Cara menghitung jumlah tangki sedimentasi merupakan permasalahan yang sering terjadi dalam perencanaan dan penggantian tangki sedimentasi.
Bentuk umum tangki sedimentasi lamella clarifier adalah persegi panjang dan lingkaran, sehingga dalam hal pemilihan spesifikasi tube settlement ada dua rumus perhitungan sebagai berikut.

Perhitungan Jumlah Pengisian Tabung Miring pada Tangki Sedimentasi Persegi Panjang:
Jika bentuk tangki pengendap clarifier pelat lamela berbentuk persegi panjang, maka rumus perhitungan jumlah clarifier pelat miring adalah:
Jumlah media pengendapan tabung N (satuan: persegi)=panjang tangki pengendapan clarifier tabung (satuan: m) *lebar (satuan: m), yaitu luas tangki pengendapan.
Mengapa dihitung seperti ini? Karena tube settler clarifier perlu dipasang untuk mengisi seluruh tangki, maka spesifikasi lamella tube settler clarifier adalah 1000mm*1000mm*886mm (tinggi vertikal lamella tube settler).
Contoh: sebuah kolam berukuran panjang 15 meter dan lebar 12 meter. Berapa jumlah pelat lamela yang dibutuhkan?
Jawaban: N=13mX11m=143m3, yaitu jumlah alat penjernih tabung lamella yang dibutuhkan untuk kolam sedimentasi berbentuk persegi adalah 143m3.
Rumus menghitung jumlah lamella separator untuk tangki sedimentasi berbentuk lingkaran:
Jika tangki pengendap slant tube filler berbentuk lingkaran dan perlu diketahui diameter R tangki melingkar, maka rumus menghitung jumlah slant tube filler adalah:
Banyaknya bahan pengisi pada tabung miring N=π*(R/2), yaitu luas lingkaran.
Contoh: Berapa besar pelat miring yang dibutuhkan untuk tangki pengendapan filter lamella berdiameter 12 m?
Jawaban: T=3.14*(9/2)?=63.585 m2, dibulatkan menjadi 64m2
Jika tinggi tangki sedimentasi berisi tabung miring berbentuk lingkaran dianggap berlapis ganda, maka 64 yang dihitung pada persamaan di atas harus dikalikan 2, yaitu 128m2.

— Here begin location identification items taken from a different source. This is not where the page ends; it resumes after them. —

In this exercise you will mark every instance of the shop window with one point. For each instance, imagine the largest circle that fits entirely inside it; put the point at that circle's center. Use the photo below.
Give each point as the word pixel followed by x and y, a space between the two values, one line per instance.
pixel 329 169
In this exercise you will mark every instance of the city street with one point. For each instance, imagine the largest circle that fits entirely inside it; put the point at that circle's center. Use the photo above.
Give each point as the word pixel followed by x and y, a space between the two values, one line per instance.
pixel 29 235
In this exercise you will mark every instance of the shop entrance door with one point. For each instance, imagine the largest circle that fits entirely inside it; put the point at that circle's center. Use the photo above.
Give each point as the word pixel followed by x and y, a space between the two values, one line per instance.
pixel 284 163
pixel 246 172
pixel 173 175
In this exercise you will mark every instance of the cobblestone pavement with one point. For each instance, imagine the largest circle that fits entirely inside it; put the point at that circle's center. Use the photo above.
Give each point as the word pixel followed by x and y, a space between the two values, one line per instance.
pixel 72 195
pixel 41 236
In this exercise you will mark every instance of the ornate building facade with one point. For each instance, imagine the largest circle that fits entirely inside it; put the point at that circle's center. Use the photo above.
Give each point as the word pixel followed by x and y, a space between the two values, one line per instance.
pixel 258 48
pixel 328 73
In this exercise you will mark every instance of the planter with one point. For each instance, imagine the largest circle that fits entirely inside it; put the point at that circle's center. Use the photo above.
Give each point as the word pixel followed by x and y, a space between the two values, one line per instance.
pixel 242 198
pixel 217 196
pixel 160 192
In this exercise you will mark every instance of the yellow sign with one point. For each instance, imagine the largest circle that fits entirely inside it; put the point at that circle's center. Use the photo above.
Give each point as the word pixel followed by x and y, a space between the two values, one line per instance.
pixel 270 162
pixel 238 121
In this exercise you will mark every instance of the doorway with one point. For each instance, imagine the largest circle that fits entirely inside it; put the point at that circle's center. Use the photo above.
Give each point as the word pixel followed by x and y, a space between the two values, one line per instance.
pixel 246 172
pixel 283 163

Dalam perencanaan awal tangki sedimentasi pemukim tabung, luas bersih setelah selesai harus dipertimbangkan sepenuhnya. Karena ukuran pelat miring adalah 1m*1m, maka lebar tangki sedimentasi harus direncanakan sebaik mungkin (yaitu lebar pelat miring yang ditempatkan secara horizontal) persis dengan ukuran keseluruhan, yang tidak hanya nyaman untuk pemeliharaan peralatannya, tetapi juga rapi dan indah, serta relatif kuat. Jika tidak berskala penuh, maka perlu dibuat satu baris, yang akan mempengaruhi kekencangan secara keseluruhan.